La Norvège est devenue le premier pays à autoriser la pratique controversée de l’exploitation minière en haute mer à l’échelle commerciale, à laquelle s’opposent largement les environnementalistes et les scientifiques, qui ont averti qu’elle pourrait être dévastatrice pour la vie marine.

Les zones ouvertes par le gouvernement norvégien à l’exploration minière des fonds marins sont situées dans l’Arctique, entre le Svalbard, le Groenland, l’Islande et Jan Mayen. Ces zones – qui sont au total plus grandes que le Royaume-Uni et presque aussi grandes que l’Italie, pour un total de 280 000 km² – relèvent toutes de la juridiction nationale de la Norvège.

Greenpeace a condamné le vote, qualifiant mardi de « journée honteuse » pour la Norvège. « Il est embarrassant de voir la Norvège se positionner comme un leader des océans tout en donnant le feu vert à la destruction des océans dans les eaux arctiques », a déclaré Frode Pleym, directeur de Greenpeace Norvège. « Mais cela ne s’arrête pas là. La vague de protestations contre l’exploitation minière en haute mer ne fait que commencer.»

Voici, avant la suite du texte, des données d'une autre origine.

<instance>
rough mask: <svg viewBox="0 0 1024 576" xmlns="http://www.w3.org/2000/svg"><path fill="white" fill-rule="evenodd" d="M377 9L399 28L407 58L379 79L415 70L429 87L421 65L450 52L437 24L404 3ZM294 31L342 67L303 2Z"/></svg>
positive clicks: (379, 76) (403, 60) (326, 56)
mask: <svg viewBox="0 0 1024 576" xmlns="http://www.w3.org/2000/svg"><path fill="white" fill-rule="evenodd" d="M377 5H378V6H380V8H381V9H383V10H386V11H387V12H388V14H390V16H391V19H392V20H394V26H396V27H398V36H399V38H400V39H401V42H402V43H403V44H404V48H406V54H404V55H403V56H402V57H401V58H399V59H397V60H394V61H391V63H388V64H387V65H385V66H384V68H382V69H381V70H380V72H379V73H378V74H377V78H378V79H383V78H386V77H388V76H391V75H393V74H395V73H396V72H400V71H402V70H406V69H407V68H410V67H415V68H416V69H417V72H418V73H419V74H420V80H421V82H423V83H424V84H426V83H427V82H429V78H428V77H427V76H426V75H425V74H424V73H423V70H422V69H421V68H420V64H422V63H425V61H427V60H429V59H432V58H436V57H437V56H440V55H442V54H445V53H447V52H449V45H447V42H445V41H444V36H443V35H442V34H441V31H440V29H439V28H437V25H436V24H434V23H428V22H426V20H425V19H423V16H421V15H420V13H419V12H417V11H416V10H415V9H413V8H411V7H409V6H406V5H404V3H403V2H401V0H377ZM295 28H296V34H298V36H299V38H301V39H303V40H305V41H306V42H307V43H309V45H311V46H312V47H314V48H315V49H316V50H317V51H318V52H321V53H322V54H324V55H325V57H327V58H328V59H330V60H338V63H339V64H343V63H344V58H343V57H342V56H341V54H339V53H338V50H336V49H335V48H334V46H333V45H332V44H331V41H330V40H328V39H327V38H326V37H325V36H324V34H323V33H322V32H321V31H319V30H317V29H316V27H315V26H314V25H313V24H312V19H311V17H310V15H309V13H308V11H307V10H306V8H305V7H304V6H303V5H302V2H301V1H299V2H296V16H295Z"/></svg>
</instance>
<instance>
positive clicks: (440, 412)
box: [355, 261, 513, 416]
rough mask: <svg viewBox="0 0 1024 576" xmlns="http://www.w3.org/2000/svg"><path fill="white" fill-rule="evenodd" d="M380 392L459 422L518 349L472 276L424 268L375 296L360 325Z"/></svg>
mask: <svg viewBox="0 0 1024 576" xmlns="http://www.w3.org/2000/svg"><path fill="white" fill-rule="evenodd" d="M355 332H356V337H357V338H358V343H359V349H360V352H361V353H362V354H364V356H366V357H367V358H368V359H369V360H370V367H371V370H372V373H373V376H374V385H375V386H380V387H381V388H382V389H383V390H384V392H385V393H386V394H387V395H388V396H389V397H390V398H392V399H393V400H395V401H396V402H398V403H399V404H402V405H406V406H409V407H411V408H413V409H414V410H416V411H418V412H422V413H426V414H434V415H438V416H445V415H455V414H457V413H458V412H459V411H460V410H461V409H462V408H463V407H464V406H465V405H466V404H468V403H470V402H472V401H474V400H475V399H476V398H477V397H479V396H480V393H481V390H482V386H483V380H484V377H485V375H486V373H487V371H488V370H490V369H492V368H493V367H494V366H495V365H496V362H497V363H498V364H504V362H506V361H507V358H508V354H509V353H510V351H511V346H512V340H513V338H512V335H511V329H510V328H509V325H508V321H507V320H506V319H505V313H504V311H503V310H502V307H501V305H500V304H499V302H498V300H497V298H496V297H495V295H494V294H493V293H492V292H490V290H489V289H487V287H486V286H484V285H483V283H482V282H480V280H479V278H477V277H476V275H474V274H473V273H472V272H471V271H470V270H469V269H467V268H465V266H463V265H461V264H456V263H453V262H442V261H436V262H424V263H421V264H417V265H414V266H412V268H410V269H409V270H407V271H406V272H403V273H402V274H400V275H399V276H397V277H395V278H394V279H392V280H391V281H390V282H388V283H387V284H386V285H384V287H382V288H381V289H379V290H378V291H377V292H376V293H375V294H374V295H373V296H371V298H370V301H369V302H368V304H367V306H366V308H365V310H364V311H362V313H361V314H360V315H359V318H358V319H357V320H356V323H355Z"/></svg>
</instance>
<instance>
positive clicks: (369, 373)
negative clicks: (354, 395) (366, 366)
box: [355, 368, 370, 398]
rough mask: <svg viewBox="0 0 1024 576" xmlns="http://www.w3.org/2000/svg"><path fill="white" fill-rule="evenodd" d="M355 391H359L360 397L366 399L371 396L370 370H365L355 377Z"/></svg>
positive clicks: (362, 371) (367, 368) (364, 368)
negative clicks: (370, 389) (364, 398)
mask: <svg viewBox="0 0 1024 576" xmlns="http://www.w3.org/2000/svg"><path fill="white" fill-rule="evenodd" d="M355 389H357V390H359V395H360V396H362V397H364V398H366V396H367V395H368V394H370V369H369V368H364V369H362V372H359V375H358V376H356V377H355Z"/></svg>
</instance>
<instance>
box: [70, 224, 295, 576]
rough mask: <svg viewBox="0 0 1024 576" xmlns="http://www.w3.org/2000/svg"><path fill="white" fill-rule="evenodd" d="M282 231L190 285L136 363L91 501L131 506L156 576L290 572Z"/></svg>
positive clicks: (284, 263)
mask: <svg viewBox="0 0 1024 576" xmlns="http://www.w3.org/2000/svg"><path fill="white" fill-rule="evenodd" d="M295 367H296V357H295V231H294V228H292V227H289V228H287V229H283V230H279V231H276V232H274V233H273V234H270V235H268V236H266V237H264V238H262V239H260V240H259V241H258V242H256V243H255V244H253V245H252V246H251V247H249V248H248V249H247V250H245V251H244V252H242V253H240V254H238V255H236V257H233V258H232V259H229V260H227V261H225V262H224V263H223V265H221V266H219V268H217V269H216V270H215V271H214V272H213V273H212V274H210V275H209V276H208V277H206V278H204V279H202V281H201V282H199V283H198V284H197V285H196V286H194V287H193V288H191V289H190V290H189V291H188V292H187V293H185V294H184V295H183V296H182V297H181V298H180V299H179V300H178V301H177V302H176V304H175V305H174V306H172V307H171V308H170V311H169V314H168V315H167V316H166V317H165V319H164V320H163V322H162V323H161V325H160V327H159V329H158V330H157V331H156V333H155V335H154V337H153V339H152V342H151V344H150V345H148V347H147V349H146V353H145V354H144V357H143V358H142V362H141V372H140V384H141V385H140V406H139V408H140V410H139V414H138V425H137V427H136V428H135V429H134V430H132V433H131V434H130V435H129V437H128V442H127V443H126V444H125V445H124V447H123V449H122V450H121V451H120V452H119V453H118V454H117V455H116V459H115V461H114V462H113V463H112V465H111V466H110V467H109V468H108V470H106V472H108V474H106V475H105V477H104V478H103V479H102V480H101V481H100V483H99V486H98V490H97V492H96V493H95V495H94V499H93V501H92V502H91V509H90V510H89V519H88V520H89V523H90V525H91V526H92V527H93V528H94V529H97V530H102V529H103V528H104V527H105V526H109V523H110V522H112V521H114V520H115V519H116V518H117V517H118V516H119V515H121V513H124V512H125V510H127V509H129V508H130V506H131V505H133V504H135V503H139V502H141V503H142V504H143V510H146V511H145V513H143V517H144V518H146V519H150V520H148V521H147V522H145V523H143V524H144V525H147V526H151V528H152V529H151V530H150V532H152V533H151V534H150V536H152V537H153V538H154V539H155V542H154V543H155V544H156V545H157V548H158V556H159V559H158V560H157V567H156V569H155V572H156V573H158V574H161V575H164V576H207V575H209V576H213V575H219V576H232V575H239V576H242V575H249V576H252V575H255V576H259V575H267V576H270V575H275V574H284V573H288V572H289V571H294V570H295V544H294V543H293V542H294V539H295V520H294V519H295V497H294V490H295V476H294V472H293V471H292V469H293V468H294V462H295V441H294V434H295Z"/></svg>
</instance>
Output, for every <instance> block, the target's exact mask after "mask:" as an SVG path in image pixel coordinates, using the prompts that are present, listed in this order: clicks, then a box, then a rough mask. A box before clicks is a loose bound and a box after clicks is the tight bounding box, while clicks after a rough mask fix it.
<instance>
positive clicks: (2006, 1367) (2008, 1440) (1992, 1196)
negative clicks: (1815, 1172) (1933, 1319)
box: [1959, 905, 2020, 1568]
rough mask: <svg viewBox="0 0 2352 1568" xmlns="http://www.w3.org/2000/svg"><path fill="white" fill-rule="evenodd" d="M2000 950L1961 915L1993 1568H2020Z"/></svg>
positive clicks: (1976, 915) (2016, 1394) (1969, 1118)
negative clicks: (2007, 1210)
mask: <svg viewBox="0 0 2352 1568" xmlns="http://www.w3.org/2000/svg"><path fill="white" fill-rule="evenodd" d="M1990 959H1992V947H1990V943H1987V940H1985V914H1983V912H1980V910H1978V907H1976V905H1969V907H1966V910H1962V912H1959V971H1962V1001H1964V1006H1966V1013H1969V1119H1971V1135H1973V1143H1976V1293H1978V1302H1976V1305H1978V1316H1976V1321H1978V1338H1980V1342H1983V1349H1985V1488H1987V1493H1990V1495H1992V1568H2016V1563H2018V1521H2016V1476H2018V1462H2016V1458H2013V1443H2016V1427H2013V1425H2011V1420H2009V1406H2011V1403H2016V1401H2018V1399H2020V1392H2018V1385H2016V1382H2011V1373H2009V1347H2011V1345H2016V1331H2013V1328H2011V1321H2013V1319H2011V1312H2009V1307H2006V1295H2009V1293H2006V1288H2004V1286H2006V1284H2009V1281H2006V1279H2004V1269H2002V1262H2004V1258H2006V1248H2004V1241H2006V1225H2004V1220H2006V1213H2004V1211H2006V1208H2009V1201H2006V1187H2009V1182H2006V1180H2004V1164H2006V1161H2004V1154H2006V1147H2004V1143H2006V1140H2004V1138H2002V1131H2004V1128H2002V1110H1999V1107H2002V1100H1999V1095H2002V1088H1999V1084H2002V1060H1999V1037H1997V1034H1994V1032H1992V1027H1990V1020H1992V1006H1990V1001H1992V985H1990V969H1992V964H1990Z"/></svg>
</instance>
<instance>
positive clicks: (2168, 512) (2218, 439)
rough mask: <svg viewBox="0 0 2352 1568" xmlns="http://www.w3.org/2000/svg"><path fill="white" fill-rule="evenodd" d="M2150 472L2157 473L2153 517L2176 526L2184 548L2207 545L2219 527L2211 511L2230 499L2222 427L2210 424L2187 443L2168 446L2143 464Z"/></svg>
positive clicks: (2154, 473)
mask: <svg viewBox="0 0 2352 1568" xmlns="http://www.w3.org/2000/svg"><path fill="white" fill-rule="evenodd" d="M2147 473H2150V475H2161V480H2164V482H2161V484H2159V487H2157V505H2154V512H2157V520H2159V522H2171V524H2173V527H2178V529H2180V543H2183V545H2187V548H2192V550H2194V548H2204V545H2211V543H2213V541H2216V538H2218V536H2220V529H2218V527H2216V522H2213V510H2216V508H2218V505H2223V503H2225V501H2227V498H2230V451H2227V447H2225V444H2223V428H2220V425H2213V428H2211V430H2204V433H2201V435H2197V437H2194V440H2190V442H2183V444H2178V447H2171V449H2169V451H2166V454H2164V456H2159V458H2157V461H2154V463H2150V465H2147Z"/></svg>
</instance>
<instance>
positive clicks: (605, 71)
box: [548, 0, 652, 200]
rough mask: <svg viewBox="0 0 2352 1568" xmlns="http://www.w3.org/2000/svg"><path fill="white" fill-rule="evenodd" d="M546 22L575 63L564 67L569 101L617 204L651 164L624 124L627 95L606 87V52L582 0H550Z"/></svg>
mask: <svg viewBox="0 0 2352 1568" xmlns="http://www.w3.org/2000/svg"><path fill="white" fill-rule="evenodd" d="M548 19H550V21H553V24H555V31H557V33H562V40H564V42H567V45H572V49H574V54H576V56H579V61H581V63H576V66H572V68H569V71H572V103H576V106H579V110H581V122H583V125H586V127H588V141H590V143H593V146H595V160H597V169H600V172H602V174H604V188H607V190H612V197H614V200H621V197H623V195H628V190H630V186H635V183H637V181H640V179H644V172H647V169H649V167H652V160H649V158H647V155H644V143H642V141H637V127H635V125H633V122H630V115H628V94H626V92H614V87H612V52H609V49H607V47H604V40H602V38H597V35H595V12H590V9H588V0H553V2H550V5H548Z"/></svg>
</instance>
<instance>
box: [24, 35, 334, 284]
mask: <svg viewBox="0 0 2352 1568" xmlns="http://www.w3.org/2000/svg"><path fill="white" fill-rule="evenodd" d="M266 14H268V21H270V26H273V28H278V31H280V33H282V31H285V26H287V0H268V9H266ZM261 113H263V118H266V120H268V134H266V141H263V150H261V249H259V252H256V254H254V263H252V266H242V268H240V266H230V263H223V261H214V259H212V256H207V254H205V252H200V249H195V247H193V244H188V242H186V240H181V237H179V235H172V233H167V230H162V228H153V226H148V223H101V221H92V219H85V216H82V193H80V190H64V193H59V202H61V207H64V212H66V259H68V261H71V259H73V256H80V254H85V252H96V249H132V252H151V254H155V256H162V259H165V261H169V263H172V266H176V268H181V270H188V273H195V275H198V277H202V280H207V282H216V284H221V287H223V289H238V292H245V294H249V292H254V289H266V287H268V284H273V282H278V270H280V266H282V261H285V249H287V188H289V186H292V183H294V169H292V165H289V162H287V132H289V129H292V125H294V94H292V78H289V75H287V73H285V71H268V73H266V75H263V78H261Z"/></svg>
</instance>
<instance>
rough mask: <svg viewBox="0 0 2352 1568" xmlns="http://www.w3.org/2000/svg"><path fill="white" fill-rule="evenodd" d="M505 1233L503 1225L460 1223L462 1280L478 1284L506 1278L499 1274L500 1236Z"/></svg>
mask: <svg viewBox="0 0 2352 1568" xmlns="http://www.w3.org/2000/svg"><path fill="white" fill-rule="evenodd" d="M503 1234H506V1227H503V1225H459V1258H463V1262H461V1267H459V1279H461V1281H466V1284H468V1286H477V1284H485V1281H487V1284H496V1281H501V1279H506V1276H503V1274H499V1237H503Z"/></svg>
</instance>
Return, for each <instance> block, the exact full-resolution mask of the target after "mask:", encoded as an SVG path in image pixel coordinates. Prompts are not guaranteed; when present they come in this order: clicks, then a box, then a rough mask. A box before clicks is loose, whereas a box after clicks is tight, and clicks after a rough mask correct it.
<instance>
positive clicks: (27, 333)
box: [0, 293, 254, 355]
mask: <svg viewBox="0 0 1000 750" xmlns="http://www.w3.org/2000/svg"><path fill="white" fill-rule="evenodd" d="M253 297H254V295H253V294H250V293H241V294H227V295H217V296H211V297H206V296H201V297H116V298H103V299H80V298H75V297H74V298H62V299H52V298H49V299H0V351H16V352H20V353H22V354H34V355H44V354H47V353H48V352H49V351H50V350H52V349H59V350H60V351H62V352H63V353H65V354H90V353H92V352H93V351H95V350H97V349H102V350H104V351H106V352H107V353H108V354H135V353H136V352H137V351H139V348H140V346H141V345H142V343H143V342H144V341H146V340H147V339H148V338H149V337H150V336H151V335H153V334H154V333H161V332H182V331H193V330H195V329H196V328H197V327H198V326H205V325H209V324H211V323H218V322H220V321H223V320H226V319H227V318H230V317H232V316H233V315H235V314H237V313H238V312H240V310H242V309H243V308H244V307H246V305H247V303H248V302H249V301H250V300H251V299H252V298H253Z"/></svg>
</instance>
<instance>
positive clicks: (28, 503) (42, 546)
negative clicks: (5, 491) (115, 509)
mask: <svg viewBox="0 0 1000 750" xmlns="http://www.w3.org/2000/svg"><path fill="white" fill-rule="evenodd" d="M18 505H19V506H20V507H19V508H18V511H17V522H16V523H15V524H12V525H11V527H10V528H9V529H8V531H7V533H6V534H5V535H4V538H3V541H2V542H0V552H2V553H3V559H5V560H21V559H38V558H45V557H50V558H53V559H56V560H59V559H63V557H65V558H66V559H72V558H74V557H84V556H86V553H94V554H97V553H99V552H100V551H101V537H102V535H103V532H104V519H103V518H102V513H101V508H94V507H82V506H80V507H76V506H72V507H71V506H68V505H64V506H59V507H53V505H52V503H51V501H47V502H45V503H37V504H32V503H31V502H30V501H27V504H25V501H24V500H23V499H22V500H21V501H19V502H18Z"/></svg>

L’approbation du Parlement norvégien, obtenue par 80 voix contre 20, accélérera la chasse aux métaux précieux nécessaires à la fabrication de batteries pour véhicules électriques dans le monde entier, ainsi qu’à d’autres technologies vertes, notamment le lithium, le scandium et le cobalt.

L’UE et le Royaume-Uni, qui ont réclamé une interdiction temporaire de l’exploitation minière en haute mer pour des raisons environnementales, se sont opposés à cette décision.

Un accord sur l’exploitation minière en haute mer dans les eaux internationales devrait suivre plus tard cette année.